The number of potential uses for Bitcoin keeps on rising, as a Swiss church has announced its intention to accept donations in Bitcoin.
Local media has featured interviews with Nicolas Legler, spokesperson for Zurich’s ICF Church, who has put his faith in the high flying cryptocurrency amid widespread fears that the commodity’s meteoric rise bears all the hallmarks of a bubble.
Previously a relative novelty, the online currency which uses blockchain to share digital information without it being copied had for years been used primarily by tech enthusiasts, national governments and people who value its ability to pay anonymously. However, since early 2017 the currency has experienced a massive spike in its value – rising to as much as $13,000 a coin before dropping back to $12,000 amid a period of instability.
The rise of Bitcoin has continued from strength to strength as it becomes more accepted as a real, tradable asset by banks and fiscal authorities, competing against global commodities heavyweights like oil, gold and the US dollar. With more acceptance among the financial community, the more its value grows, as it becomes clear that it is here to stay on the markets – with several imitators attempting to cash in on the crypto gold rush.

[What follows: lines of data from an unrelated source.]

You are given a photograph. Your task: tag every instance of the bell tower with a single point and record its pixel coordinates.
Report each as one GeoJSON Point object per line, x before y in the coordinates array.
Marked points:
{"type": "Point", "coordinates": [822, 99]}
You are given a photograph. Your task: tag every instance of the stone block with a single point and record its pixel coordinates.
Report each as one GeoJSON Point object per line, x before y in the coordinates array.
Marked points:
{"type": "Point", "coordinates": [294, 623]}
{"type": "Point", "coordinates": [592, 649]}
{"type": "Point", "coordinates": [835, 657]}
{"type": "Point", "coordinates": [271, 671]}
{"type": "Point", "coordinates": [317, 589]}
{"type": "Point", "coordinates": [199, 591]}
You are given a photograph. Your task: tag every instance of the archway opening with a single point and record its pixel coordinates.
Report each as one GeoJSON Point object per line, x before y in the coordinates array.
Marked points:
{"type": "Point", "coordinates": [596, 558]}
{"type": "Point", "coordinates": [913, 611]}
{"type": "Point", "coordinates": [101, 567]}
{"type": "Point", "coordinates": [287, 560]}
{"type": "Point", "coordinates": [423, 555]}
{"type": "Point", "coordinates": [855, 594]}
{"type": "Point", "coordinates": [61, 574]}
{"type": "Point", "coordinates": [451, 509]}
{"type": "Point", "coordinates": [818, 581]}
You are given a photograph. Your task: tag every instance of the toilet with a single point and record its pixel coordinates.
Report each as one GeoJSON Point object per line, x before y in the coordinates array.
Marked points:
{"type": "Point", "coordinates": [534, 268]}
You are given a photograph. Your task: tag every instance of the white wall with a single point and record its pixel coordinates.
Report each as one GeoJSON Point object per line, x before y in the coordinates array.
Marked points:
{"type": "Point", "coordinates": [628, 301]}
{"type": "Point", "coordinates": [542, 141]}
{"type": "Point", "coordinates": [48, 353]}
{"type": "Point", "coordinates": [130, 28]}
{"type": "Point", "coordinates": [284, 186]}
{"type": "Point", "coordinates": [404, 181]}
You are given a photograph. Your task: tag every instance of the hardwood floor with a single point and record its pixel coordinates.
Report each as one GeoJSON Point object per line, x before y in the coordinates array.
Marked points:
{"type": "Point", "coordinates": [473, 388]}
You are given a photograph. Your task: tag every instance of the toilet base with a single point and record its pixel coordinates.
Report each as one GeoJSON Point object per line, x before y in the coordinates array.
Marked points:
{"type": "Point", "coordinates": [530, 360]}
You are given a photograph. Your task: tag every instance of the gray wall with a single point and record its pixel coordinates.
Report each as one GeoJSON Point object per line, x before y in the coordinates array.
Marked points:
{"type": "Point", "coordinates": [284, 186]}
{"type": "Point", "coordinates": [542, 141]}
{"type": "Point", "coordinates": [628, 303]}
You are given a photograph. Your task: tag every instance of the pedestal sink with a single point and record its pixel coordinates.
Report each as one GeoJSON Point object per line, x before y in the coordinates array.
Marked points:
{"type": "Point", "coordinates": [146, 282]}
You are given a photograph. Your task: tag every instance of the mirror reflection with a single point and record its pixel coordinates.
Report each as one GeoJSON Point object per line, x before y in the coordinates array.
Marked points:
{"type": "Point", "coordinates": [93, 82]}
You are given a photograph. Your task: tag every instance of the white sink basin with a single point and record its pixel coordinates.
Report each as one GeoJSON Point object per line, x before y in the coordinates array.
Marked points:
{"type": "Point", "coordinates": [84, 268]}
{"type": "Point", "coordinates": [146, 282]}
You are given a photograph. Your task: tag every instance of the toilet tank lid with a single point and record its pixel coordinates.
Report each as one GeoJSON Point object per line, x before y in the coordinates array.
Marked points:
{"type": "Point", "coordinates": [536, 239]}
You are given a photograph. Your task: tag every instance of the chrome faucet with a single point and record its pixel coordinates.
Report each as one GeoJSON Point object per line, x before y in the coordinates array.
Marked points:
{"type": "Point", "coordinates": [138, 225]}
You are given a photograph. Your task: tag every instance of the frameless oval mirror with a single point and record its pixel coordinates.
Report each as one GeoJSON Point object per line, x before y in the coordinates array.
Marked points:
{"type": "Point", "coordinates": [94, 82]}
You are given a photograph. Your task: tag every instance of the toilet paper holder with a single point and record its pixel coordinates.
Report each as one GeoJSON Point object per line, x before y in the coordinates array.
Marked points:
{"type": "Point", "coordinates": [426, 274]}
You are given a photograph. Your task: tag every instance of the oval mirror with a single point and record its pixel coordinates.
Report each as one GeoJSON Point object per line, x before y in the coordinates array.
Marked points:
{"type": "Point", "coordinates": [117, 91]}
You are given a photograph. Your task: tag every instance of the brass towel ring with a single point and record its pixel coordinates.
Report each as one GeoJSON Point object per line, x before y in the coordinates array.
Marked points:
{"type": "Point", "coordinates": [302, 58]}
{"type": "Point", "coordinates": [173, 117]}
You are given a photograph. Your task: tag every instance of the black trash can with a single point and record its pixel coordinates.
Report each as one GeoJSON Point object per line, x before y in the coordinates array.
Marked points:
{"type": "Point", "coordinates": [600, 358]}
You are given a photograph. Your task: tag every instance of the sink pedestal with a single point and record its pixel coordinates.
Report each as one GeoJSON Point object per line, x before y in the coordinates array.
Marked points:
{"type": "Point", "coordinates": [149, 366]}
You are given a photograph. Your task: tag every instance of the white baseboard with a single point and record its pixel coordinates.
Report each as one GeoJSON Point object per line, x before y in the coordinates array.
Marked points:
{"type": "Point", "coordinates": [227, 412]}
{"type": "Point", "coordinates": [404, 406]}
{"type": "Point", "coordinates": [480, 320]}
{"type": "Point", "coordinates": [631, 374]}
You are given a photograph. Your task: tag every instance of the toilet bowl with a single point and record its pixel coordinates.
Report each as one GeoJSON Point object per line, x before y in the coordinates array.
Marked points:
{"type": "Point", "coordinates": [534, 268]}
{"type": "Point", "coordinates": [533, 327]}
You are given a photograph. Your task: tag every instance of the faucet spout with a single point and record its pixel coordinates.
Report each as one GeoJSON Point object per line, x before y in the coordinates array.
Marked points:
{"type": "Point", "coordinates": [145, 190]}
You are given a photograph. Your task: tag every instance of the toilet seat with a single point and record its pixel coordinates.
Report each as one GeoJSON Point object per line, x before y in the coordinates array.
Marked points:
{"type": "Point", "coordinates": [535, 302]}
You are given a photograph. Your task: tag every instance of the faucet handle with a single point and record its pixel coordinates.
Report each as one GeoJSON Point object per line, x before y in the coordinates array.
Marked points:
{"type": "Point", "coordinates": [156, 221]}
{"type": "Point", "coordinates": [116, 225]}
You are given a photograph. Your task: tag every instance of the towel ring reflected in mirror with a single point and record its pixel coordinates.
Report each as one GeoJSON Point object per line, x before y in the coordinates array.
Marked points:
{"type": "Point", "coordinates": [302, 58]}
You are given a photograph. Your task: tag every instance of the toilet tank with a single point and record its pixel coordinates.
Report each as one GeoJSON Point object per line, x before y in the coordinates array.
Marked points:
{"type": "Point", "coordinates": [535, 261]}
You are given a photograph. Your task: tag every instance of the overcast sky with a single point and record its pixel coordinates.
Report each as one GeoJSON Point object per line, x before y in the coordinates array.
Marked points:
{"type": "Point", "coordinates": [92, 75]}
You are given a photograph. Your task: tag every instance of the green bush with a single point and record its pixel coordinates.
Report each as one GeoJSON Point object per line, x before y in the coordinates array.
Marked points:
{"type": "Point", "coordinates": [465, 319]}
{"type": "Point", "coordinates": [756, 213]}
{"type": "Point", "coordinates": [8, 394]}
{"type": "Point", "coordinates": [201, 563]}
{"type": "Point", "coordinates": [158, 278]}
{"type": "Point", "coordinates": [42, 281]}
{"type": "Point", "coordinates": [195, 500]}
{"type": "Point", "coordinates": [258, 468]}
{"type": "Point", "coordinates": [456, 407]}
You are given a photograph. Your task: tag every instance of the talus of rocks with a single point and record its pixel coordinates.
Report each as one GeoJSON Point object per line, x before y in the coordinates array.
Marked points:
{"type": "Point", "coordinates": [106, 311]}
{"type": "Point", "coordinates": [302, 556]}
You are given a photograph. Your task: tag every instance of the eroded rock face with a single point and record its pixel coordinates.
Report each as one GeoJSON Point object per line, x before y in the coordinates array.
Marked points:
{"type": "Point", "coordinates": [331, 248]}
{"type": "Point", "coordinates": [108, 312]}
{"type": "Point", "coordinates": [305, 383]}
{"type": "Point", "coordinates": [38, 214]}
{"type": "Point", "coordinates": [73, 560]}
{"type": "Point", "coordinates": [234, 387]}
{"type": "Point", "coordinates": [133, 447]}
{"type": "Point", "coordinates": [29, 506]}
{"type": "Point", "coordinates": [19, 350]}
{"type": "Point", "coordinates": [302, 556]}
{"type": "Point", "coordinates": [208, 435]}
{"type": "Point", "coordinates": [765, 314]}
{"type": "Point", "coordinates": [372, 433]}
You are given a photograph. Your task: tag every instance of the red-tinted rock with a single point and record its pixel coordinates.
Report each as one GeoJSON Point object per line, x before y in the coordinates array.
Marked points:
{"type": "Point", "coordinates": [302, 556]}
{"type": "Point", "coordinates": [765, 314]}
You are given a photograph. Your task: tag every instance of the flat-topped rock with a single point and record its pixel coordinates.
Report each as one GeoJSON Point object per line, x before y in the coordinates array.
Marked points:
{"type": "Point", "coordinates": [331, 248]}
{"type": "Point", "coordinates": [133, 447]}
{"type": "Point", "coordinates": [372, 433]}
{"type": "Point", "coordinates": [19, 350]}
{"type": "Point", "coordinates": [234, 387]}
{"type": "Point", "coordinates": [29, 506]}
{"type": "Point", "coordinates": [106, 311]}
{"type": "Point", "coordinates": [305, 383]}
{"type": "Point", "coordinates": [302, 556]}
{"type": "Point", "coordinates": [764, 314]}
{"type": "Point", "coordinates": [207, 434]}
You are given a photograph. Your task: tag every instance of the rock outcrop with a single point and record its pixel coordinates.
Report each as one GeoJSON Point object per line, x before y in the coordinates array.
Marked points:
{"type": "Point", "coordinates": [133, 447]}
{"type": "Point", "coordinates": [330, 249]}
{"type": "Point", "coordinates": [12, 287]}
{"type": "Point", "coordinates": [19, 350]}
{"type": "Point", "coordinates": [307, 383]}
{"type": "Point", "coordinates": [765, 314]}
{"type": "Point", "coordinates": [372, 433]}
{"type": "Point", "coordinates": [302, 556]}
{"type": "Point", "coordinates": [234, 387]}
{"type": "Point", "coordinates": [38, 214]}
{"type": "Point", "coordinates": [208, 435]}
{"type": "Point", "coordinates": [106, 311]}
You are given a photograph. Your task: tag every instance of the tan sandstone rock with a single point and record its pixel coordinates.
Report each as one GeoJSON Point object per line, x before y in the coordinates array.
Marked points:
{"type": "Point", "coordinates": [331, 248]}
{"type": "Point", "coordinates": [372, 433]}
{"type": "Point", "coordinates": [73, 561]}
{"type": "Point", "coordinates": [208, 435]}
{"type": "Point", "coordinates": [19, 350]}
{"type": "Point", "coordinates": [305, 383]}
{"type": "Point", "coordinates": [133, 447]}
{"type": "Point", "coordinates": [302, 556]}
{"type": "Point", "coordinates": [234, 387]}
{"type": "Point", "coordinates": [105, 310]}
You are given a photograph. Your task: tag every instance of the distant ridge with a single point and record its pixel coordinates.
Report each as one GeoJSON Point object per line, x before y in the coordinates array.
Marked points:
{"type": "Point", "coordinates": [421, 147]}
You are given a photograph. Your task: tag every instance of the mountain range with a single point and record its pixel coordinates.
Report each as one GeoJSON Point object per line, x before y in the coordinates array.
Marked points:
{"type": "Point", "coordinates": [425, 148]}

Nicholas Legler said: “Digital currencies and the blockchain technology will change our daily lives more and more in the next years… cryptocurrencies will be implemented, be it Bitcoin or other currencies controlled by the State. We are convinced that this technology will soon belong to our daily lives.”
This news is yet more Bitcoin-related gossip coming from Switzerland, as it looks to become a world cryptocurrency trading hotspot by adopting friendly fiscal policies. Swiss cities have been exploring the possibility of accepting payment in Bitcoin, while a Chinese Bitcoin ‘mining’ firm is opening a branch in the nation.
The Evangelical church promotes itself as an adopter of modern technology and has the option to buy books, podcasts merchandise and online courses, as well as to make donations via its shop. This contributes the majority of the church’s income.